At the very least, the Marin Municipal Water District should limit the public’s access to its watershed lands. It’s true: If a major fire were to occur on MMWD land, it might not be able to use the water in the reservoirs due to a decrease in potability. Certainly, San Francisco officials don’t allow public access to the Crystal Springs watershed, even though the city’s water supply could withstand losing it in an emergency (as long as the Hetch Hetchy water system is intact).
MMWD should limit public access to just Fridays, Saturdays and Sundays. Extra personnel should be put in place as a safety precaution and the use of airborne drones with cameras should be considered.
All cities in Marin, along with MMWD and the North Marin Water District, should seek to pool a fund to extend the runway at Novato’s Gnoss Field Airport in order to support borate bomber firefighting planes (I am talking about DC 10s). I know that, prior to Novato’s Hamilton Army Airfield being converted to housing, there was a borate bomber wing stationed there.

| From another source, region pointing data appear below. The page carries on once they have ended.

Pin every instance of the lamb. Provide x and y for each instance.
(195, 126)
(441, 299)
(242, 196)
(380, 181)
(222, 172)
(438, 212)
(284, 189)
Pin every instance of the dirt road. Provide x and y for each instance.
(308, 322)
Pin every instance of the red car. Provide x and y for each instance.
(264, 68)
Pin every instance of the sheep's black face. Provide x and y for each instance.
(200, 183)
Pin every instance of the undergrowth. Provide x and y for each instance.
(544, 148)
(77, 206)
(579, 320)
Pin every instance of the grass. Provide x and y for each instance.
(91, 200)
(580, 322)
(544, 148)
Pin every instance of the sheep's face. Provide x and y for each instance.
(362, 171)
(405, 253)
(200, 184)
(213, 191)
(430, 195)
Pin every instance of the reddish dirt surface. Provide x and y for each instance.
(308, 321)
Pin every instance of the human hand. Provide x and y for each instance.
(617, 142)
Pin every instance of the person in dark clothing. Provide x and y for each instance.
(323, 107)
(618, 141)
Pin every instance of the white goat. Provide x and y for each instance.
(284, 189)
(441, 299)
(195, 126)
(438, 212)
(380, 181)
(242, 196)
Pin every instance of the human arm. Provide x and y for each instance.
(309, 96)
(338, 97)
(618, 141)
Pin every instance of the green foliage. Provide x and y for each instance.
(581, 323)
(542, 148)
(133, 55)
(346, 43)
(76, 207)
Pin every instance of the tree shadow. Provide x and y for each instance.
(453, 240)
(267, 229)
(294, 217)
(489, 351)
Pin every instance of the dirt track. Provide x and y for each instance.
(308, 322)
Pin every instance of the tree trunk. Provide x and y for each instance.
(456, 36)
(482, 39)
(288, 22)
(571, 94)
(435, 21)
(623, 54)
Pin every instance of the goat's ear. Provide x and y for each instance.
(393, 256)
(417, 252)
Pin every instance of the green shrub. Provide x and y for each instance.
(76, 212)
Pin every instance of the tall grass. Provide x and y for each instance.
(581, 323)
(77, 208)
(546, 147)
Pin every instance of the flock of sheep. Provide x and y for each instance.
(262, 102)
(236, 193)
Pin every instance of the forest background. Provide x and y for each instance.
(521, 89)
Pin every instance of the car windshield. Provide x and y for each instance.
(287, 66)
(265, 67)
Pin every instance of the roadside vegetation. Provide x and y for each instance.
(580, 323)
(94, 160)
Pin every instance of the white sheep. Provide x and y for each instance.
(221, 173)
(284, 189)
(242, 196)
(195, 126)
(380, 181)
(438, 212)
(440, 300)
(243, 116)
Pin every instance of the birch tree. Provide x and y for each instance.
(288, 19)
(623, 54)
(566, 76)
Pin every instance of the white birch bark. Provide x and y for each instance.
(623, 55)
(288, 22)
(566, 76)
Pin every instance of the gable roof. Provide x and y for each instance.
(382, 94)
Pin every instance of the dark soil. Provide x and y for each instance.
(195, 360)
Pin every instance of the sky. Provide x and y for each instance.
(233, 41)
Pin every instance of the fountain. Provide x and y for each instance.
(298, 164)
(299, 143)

I believe the cost to extend the runway would be relatively low. The water districts should draw on any new funds supplied by the state to spearhead the project. Considering that plans for as many as 14,000 new housing units are required by the state’s latest housing mandate, the more we add to our firefighting capability the better.
Finally, I recall that it was Gov. Gavin Newsom who recently stated that Californians have a right to pure clean water. With that in mind, I think Newsom needs to supply at least 2% of the state budget toward various water plans. Compared to the 40% he has directed toward education, 2% for water is not very much.
— Rick Johnson, Novato
Free Marin County transit is within reach
I am writing in regard to M.S. Popovich’s recently published letter to the editor. Popovich stated that Marin County Transit District’s operating revenue was $5.6 million and $4.4 million in 2019 and 2022, respectively.
If each Marin County resident was assessed $20 annually, then the operating revenue would be covered. Marin Transit could then offer free transportation to all residents. One would hope that free buses would improve ridership and lead to significant improvement in Marin County traffic.
If not, then it would seem that mass transit will never be the answer to our traffic issues.
— W.R. Gala, Novato
It is time to rethink concept of growth
Recent media attention points to the fact that China is facing a decline in population. Economists argue this presents major problems, including a severely declining workforce and the inability to support their retired citizens.
China’s population of senior citizens is larger than the total population of the United States. Now China’s leaders are asking the new generation of youth to suddenly increase population. The request is complicated by continuing data showing a gender imbalance toward a male majority in China.
I think declines in population are a good thing for the planet. It cannot sustainably support the current world population. In some ways, the problem of overpopulation is being solved on its own. While this is certainly a conundrum that we will all face, I believe we need to think “outside the box.” Economic growth is not sustainable. We should rethink the whole concept of growth.
We must develop new strategies so humanity can maintain a healthy economy. This has to be solved by creative approaches we have not yet imagined. The U.S. will eventually face the problem of unsustainable growth and population decline. Robots, artificial intelligence, mechanization and increased productivity, along with the international exchange of human resources between developing and developed nations, will have to be implemented.
We will not be building new cities, roads or skyscrapers. We will be maintaining the existing infrastructure. This should certainly keep many young people well employed.